良く思い出すのは、薪を背負って本を読みながら歩いている姿です。
二宮金次郎の読んでいる本は何でしょうか?
これが、「
大学」であるという説があります。
内村鑑三の「
代表的日本人」の中で、二宮尊徳(二宮金次郎)と中江藤樹は少年時代に「大学」を読んでいた、とあります。
大学・中庸 岩波文庫版で
金谷治 氏の訳注です。
大学、中庸と言えば四書です。
「大学」「論語」「孟子」「中庸」と順番に学ぶのが良いとのこと。
「大学」は、儒教の入門的なテキスト、中庸は儒教の最も深淵なものということです。
大学・中庸を貫いているのは 『
徳』 を持った心・行動が、自分や家、そして世を治めるということです。
そして、モノゴトには「
本質もあれば、枝葉末節」もある。
「
始まりがあれば、終わりがある」と言ったことが諄々と説かれています。
格物致知(かくぶつちち) という言葉、聞いたことがあるかもしれません。
おおもとは「物格而后知至」 で、この本による解釈では「
物(もの)格(いた)りて、のち知致(きわ)まる」です。
モノゴトの本質が判って知恵になる、とでも意訳します。が、
モノゴトの本質が判ると何をすれば良いかが判り、心も定まり、家も定まり、国も定まると続きます。(はしょっていますが)

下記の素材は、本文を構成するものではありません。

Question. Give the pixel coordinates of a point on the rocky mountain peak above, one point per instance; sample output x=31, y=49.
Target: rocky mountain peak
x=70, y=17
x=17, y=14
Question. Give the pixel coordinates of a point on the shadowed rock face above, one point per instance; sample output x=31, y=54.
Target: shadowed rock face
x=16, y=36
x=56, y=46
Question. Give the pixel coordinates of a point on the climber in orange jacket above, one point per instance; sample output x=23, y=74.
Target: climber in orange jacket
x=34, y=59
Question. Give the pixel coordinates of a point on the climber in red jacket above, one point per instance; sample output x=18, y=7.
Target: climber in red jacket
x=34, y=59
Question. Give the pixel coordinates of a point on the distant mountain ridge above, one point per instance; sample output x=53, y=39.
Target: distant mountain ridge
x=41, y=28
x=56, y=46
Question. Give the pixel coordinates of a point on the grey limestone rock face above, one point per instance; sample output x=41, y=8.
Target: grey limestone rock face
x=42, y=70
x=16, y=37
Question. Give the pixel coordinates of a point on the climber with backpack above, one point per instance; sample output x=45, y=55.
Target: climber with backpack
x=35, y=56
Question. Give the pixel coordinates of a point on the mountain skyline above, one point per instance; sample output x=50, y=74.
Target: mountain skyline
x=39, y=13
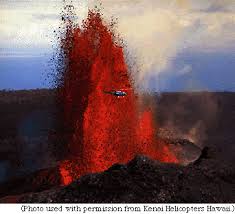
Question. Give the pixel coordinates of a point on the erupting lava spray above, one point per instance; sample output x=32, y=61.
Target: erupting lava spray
x=104, y=129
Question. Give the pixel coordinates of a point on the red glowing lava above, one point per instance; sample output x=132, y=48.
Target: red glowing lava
x=104, y=129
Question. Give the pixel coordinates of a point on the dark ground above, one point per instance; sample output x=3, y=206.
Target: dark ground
x=31, y=145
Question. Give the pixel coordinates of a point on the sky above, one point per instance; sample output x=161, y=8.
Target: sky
x=176, y=45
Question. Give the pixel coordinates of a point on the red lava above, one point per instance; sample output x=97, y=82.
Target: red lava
x=104, y=129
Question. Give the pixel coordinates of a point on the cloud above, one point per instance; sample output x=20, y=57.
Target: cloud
x=156, y=31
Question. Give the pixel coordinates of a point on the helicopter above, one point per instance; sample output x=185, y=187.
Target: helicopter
x=117, y=93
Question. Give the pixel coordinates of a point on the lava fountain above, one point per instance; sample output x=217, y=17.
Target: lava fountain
x=103, y=129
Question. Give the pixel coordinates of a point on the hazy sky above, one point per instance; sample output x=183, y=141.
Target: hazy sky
x=178, y=44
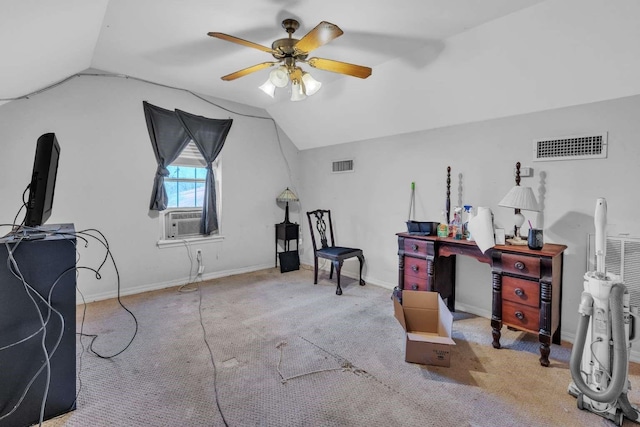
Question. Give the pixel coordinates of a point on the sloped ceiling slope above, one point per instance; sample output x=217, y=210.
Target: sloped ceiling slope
x=435, y=63
x=43, y=42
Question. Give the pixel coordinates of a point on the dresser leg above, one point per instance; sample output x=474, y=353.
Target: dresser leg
x=496, y=326
x=545, y=350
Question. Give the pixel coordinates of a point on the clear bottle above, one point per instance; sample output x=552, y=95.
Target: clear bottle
x=456, y=223
x=443, y=228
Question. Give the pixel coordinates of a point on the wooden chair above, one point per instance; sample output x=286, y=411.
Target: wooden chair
x=335, y=254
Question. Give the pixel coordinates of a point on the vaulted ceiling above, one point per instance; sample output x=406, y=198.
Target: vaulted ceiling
x=421, y=52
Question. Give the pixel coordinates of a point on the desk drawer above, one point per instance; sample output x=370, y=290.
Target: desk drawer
x=521, y=291
x=415, y=267
x=521, y=316
x=414, y=283
x=415, y=247
x=521, y=265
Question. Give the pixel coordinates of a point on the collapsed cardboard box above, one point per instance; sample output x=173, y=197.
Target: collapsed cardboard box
x=428, y=324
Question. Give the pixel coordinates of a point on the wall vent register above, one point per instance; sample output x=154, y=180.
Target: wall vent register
x=342, y=166
x=574, y=147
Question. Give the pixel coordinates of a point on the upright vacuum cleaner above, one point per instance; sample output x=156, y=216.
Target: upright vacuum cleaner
x=600, y=370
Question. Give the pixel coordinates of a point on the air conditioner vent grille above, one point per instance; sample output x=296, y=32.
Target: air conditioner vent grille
x=181, y=224
x=342, y=166
x=571, y=147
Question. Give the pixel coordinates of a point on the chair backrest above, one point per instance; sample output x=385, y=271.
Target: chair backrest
x=318, y=219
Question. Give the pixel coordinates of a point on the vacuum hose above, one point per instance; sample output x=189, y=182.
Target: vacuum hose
x=620, y=358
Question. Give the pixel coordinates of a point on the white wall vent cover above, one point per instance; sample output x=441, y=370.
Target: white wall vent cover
x=573, y=147
x=340, y=166
x=622, y=259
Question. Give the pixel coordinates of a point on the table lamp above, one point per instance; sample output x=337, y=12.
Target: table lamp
x=519, y=198
x=287, y=196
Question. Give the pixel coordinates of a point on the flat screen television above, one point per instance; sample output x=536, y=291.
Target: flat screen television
x=43, y=180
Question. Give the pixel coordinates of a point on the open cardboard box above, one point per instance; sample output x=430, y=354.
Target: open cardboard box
x=428, y=324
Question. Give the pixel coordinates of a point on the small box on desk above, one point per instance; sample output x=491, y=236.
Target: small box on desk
x=425, y=228
x=428, y=324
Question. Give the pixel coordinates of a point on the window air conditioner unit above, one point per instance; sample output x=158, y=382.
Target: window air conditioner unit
x=182, y=224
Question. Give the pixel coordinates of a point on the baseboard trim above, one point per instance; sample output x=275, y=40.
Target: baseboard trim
x=163, y=285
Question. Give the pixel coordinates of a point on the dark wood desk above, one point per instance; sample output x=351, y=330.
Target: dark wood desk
x=526, y=284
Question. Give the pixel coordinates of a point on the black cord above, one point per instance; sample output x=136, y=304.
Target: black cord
x=213, y=363
x=108, y=255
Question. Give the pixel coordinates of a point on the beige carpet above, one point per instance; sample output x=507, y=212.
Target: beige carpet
x=288, y=353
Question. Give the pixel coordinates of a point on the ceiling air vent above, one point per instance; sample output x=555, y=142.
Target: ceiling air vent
x=574, y=147
x=340, y=166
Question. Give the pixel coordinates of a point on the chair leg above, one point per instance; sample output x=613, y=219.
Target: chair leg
x=338, y=265
x=315, y=270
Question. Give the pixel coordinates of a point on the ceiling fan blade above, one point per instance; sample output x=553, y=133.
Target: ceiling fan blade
x=248, y=70
x=243, y=42
x=322, y=34
x=340, y=67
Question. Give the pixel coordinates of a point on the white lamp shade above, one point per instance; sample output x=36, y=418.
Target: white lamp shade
x=279, y=76
x=520, y=198
x=287, y=196
x=311, y=85
x=268, y=88
x=297, y=94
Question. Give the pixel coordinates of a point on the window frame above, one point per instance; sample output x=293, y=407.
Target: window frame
x=191, y=157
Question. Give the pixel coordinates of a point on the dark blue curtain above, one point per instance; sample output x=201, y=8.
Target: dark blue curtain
x=168, y=138
x=209, y=136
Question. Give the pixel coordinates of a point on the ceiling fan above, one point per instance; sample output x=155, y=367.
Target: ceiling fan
x=289, y=52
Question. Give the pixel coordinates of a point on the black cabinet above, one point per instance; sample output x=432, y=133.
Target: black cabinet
x=289, y=259
x=48, y=267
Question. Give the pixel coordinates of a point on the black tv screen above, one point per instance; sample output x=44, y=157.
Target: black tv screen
x=43, y=180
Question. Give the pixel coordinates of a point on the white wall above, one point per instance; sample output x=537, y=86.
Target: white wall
x=106, y=174
x=371, y=204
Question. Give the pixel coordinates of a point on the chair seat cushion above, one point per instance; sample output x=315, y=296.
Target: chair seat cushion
x=336, y=251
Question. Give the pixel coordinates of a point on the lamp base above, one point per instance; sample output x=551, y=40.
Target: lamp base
x=517, y=241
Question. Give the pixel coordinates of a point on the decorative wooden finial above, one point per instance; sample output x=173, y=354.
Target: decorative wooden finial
x=448, y=202
x=517, y=211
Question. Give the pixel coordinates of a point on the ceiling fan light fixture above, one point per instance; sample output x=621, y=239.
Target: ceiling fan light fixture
x=297, y=94
x=268, y=88
x=311, y=85
x=279, y=76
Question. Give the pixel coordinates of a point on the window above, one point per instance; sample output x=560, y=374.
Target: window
x=185, y=186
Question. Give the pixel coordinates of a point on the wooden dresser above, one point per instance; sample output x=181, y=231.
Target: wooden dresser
x=526, y=284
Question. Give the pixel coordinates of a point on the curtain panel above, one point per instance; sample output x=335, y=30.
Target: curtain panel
x=170, y=132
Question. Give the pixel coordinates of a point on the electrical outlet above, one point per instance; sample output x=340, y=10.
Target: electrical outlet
x=525, y=171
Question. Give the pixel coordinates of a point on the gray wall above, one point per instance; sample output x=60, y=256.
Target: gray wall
x=371, y=204
x=106, y=173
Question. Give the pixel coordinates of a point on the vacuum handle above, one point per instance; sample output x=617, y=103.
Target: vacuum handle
x=632, y=327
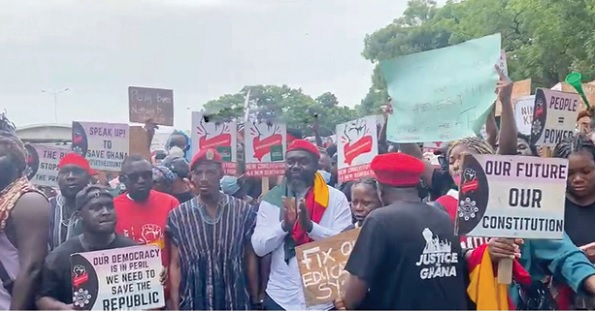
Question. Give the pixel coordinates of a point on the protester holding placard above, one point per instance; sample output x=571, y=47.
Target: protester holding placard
x=142, y=212
x=403, y=246
x=301, y=209
x=580, y=198
x=95, y=207
x=563, y=259
x=74, y=173
x=213, y=265
x=24, y=225
x=439, y=180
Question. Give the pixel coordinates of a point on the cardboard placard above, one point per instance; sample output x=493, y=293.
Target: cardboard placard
x=357, y=146
x=589, y=90
x=523, y=113
x=554, y=117
x=322, y=266
x=151, y=104
x=519, y=88
x=139, y=142
x=42, y=164
x=118, y=279
x=512, y=197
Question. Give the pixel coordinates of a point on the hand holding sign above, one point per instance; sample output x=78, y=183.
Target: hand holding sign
x=504, y=86
x=339, y=304
x=500, y=248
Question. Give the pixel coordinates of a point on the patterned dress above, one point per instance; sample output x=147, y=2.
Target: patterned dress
x=212, y=253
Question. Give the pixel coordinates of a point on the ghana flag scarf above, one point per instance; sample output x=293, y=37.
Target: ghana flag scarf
x=316, y=200
x=484, y=289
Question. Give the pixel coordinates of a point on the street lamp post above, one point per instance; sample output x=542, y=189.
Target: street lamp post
x=55, y=94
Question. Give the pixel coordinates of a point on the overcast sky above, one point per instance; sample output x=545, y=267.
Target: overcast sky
x=199, y=48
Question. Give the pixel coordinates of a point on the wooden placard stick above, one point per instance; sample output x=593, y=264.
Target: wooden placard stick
x=505, y=271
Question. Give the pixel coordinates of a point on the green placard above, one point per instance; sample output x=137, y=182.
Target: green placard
x=276, y=153
x=225, y=153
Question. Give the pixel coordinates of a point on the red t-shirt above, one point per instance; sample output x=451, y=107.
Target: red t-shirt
x=450, y=204
x=144, y=222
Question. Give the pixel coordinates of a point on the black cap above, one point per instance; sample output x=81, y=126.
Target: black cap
x=160, y=155
x=88, y=193
x=178, y=165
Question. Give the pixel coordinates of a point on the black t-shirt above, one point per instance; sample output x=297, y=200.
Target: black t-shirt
x=408, y=255
x=183, y=197
x=578, y=223
x=56, y=279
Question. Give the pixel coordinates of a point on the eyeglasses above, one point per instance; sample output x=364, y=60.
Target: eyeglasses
x=148, y=175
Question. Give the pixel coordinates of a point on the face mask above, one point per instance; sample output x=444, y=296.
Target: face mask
x=326, y=175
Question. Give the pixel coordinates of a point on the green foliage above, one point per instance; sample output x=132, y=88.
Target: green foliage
x=544, y=39
x=285, y=104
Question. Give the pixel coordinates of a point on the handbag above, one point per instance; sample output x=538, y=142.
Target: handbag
x=536, y=296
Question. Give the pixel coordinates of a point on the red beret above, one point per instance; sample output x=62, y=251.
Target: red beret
x=76, y=159
x=302, y=144
x=397, y=169
x=208, y=154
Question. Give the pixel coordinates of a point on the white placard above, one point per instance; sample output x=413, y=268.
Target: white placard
x=264, y=147
x=104, y=145
x=357, y=146
x=512, y=197
x=523, y=114
x=222, y=137
x=554, y=117
x=42, y=164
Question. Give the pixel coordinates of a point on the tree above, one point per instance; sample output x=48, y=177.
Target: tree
x=327, y=100
x=543, y=39
x=284, y=104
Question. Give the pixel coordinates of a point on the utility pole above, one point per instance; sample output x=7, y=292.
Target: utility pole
x=55, y=94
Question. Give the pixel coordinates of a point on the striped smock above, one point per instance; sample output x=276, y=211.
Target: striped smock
x=211, y=250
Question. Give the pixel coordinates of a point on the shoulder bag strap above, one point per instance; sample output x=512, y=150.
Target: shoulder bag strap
x=7, y=282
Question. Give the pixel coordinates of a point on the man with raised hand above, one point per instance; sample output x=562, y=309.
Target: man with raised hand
x=301, y=209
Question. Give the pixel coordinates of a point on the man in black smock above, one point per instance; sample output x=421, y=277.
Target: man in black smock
x=406, y=256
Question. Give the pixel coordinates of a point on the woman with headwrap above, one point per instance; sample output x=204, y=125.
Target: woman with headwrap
x=24, y=225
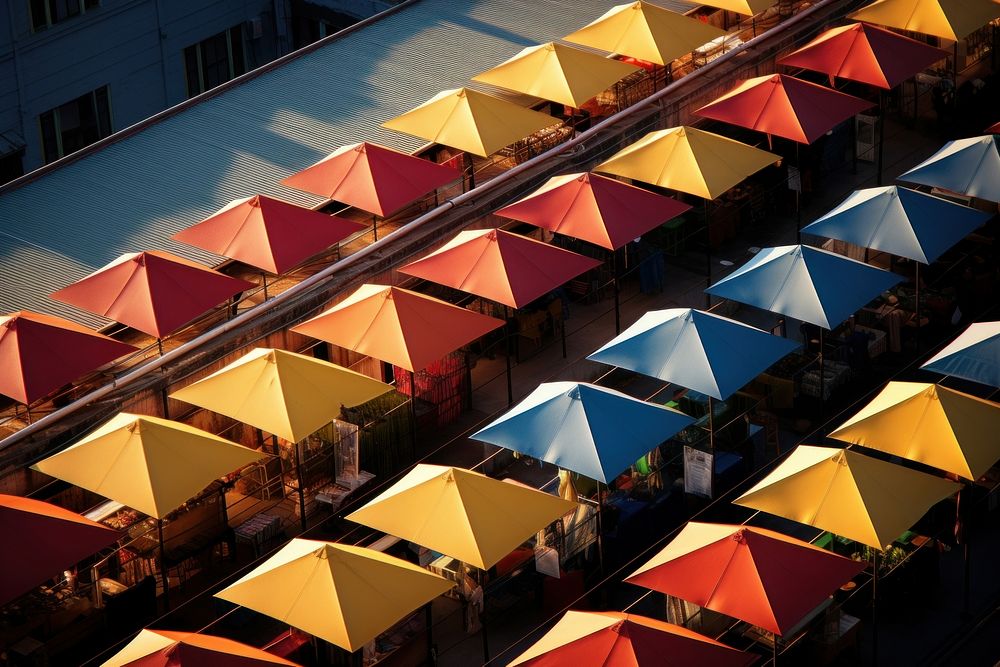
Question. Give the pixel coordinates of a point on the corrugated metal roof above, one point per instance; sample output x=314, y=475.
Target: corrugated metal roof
x=133, y=194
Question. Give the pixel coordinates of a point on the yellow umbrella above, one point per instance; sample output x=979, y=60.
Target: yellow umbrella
x=847, y=493
x=161, y=648
x=557, y=72
x=941, y=427
x=470, y=121
x=150, y=464
x=688, y=160
x=949, y=19
x=461, y=513
x=747, y=7
x=284, y=393
x=346, y=595
x=647, y=32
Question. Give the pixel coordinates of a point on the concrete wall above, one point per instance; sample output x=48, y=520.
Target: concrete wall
x=135, y=47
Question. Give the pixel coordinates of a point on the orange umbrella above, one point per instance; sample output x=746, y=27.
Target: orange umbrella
x=614, y=639
x=784, y=106
x=373, y=178
x=267, y=233
x=601, y=210
x=44, y=539
x=164, y=648
x=756, y=575
x=865, y=53
x=404, y=328
x=39, y=353
x=154, y=292
x=503, y=267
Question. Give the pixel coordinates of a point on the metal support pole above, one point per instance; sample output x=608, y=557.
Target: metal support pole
x=616, y=273
x=508, y=352
x=302, y=486
x=708, y=253
x=163, y=565
x=413, y=416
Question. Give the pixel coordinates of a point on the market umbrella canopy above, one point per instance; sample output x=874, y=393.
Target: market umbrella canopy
x=966, y=166
x=597, y=209
x=647, y=32
x=40, y=353
x=756, y=575
x=42, y=540
x=290, y=395
x=590, y=430
x=401, y=327
x=558, y=73
x=470, y=121
x=974, y=355
x=899, y=221
x=949, y=19
x=781, y=105
x=711, y=354
x=150, y=464
x=267, y=233
x=371, y=177
x=847, y=493
x=461, y=513
x=941, y=427
x=688, y=160
x=747, y=7
x=154, y=292
x=343, y=594
x=167, y=648
x=865, y=53
x=809, y=284
x=507, y=268
x=615, y=639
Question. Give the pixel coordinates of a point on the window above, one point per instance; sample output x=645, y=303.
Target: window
x=45, y=13
x=76, y=124
x=214, y=60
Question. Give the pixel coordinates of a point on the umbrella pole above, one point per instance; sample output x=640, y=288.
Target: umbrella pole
x=302, y=486
x=916, y=281
x=413, y=415
x=615, y=272
x=708, y=253
x=875, y=608
x=881, y=136
x=163, y=565
x=507, y=353
x=711, y=425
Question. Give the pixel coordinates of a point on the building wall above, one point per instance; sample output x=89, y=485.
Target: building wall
x=135, y=47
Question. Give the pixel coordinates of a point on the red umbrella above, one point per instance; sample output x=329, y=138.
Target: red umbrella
x=401, y=327
x=762, y=577
x=503, y=267
x=601, y=210
x=267, y=233
x=865, y=53
x=785, y=106
x=614, y=639
x=372, y=177
x=154, y=292
x=42, y=541
x=39, y=353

「モノゴトの本質」(物)が判っていないと、国や天下が治まっているということは、めったにないよ。国を、家を治めたいと思うならば、徳を積もうと主張しています。
近年、日本に限らずコミュニケーションがとりにくい、さらには治安が悪化している、といったこともかなり目立ってきています。危機的であるとさえ言えるかもしれません。
江戸期の寺子屋では、こういった書物を小学生くらいの子どもが読んでいたとのこと、驚きです。
心のマナーを身につける、修身。
「大学」を素読するようなことから始めても良いように思えてなりません。
この本は、時々持ち歩いて何かの折に声に出して読んでいたりします。
2500年前孔子から始まる中国の知恵、深いモノがあります。